Danıştay 8. Dairesi, bir başka kararında “davacının iki kez başarısız sayıldığı doçentlik sınavının sözlü aşamasında jüri üyeliği yapan iki öğretim üyesinin 3. kez sözlü sınavda görevlendirilmesini hukuka aykırı” bulmuştur.
- Adaylara Fırsat Tanınması
Sözlü sınav yapılırken öncelikli olarak adaylara soruları cevaplayabilme fırsatının verilmesi gerekir. Bu noktada iki hususa değinilebilir.

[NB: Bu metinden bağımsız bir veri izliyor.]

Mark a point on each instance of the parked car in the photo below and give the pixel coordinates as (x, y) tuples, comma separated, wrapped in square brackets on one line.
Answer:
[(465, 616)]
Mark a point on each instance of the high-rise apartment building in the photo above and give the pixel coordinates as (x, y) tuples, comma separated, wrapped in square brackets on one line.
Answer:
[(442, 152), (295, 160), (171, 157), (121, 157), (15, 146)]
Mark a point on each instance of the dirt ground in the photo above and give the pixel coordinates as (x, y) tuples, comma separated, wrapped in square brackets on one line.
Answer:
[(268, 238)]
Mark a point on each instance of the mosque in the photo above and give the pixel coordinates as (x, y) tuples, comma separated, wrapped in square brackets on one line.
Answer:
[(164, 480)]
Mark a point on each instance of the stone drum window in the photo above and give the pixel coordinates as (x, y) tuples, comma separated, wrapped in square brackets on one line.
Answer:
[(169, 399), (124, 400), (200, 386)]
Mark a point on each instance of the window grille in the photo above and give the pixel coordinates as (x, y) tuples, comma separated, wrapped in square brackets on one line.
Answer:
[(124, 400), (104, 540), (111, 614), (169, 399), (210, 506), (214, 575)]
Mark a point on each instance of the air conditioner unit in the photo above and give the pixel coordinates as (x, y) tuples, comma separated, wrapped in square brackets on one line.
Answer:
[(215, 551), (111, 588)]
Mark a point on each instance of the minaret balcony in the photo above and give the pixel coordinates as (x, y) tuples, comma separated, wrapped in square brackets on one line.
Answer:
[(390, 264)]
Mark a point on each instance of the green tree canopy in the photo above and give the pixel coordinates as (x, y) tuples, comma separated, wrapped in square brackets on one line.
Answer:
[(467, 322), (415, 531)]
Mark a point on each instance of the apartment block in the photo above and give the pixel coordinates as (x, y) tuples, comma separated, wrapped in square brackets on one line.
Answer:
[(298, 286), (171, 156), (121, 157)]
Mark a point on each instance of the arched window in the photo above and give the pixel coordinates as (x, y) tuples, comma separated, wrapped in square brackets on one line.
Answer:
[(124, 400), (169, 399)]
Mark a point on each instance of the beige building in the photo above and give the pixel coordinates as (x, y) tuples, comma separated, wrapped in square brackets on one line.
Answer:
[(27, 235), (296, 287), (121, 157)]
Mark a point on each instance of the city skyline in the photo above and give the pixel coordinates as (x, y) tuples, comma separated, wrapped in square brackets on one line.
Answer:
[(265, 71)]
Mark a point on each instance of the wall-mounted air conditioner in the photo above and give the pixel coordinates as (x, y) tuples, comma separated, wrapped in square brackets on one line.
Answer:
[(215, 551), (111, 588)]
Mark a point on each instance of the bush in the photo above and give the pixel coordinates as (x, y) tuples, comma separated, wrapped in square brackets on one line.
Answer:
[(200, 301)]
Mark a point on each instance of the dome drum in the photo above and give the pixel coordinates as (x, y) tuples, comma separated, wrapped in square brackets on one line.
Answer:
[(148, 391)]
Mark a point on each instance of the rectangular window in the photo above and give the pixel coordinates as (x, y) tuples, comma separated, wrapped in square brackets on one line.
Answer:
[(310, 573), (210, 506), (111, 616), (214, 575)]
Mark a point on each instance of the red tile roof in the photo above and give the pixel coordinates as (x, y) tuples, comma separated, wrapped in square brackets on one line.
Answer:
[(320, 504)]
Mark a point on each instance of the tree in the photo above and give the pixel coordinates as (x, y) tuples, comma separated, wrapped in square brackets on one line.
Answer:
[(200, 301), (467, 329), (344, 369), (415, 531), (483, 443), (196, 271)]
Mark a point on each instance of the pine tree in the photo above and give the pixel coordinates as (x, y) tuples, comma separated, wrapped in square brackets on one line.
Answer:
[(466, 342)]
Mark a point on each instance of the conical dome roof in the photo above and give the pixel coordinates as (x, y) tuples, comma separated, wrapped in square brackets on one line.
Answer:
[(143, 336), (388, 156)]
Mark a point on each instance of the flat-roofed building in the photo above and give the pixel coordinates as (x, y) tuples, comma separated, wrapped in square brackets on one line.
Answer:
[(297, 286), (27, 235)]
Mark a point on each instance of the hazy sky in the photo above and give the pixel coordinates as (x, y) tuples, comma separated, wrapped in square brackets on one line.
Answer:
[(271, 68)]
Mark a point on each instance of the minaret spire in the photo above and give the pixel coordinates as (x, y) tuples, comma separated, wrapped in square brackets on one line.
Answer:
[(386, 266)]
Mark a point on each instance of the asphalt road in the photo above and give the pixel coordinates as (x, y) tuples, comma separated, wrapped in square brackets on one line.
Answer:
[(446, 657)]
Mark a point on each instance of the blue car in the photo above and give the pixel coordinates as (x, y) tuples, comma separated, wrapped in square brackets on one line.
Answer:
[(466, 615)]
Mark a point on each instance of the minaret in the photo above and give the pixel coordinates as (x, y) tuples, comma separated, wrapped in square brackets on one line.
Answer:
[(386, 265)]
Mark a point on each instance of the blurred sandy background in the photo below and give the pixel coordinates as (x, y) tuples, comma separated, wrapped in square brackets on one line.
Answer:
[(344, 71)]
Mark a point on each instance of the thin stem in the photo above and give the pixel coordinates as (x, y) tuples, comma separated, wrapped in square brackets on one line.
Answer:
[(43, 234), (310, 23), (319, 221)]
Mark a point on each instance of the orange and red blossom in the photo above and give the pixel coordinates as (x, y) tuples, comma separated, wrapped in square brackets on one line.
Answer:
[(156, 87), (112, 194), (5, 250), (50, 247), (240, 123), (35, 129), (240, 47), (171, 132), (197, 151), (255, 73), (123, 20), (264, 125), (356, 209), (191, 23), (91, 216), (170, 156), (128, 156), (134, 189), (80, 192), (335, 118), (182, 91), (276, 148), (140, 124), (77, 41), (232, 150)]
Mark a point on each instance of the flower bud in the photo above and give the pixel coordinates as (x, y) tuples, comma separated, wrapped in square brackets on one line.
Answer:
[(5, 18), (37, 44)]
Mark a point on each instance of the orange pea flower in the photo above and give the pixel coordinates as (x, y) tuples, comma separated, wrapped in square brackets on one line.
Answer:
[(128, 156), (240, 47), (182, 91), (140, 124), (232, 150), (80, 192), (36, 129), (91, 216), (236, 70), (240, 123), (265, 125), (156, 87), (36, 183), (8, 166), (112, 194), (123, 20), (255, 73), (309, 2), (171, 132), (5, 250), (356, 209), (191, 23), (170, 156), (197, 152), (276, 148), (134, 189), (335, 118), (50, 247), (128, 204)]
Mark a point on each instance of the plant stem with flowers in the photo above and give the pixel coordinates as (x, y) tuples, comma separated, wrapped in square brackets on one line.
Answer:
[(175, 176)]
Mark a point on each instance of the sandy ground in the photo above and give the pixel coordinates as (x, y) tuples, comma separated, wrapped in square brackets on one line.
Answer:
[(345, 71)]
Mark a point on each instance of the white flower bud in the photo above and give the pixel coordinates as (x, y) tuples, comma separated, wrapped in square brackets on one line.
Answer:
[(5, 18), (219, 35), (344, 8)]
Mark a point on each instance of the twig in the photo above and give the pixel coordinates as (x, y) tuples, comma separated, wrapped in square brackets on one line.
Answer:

Birincisi, sınav sırasında adaylara savunma fırsatının (soruları cevaplayabilme fırsatı) verilmesi; ikincisi, sınav sırasında adayın konsantrasyonunu bozucu durumların ortadan kaldırılması hususudur.
Öte yandan, Diyarbakır İdare Mahkemesi’nce, Dicle Üniversitesi Beden Eğitimi ve Spor Yüksek Okulu Müdürlüğü’nce 29.08.2005- 03.09.2005 tarihleri arasında yapılan 2005- 2006 öğretim yılı özel yetenek sınavında davacının futbol branşında 29.08.2005 tarihinde yapılan “Hedefe İsabetli Şut Atma” sınavına girdiği ve başarılı atış yapamadığı, 01.09.2005 tarihinde sınav sonuçlarının ilanı üzerine anılan yetenek sınavının iptali istemiyle açılan davada her bir öğrenciye atış yapması için tanınması gereken 25 saniye kuralına uyulmadığı ve her adaya farklı süreler tanınarak yetenek sınavında eşitlik ilkesinin ihlal edildiğinden bahisle anılan yetenek sınavının yürütmesinin durdurulmasına ve ardından iptaline karar verilmiştir. Diyarbakır 1. İdare Mahkemesi’nin kararlarında özel yetenek sınavının bizatihi kendisinin denetimi yapılmamış olup, sadece özel yetenek sınavıyla ilgili uyulması gereken kurallara uyulup uyulmadığı denetlenmiştir.
- Sınavın Ses ve Görüntü Kaydının Alınması
Danıştay’ın son dönemde verdiği bazı kararlarında sözlü sınavların ses ve görüntü kayıtlarının alınmasına vurgu yaptığını görüyoruz. İstanbul Üniversitesi, Sosyal Bilimler Enstitüsü İktisat Anabilim Dalı doktora öğrencisi olan davacının, kaydının silinmesine ilişkin Enstitü Yönetim Kurulunun kararının iptali istemiyle açılan davada, Danıştay 8. Dairesi, “sözlü sınavın doğası gereği, ilgilinin sınav sırasındaki performansının değerlendirilmesi söz konusudur. Ses ve görüntü kaydı ya da detaylı tutanak tutulmadıktan sonra, ilgilinin sözlü sınav performansının sonradan değerlendirilmesinin yapılamayacağını” belirtmiştir.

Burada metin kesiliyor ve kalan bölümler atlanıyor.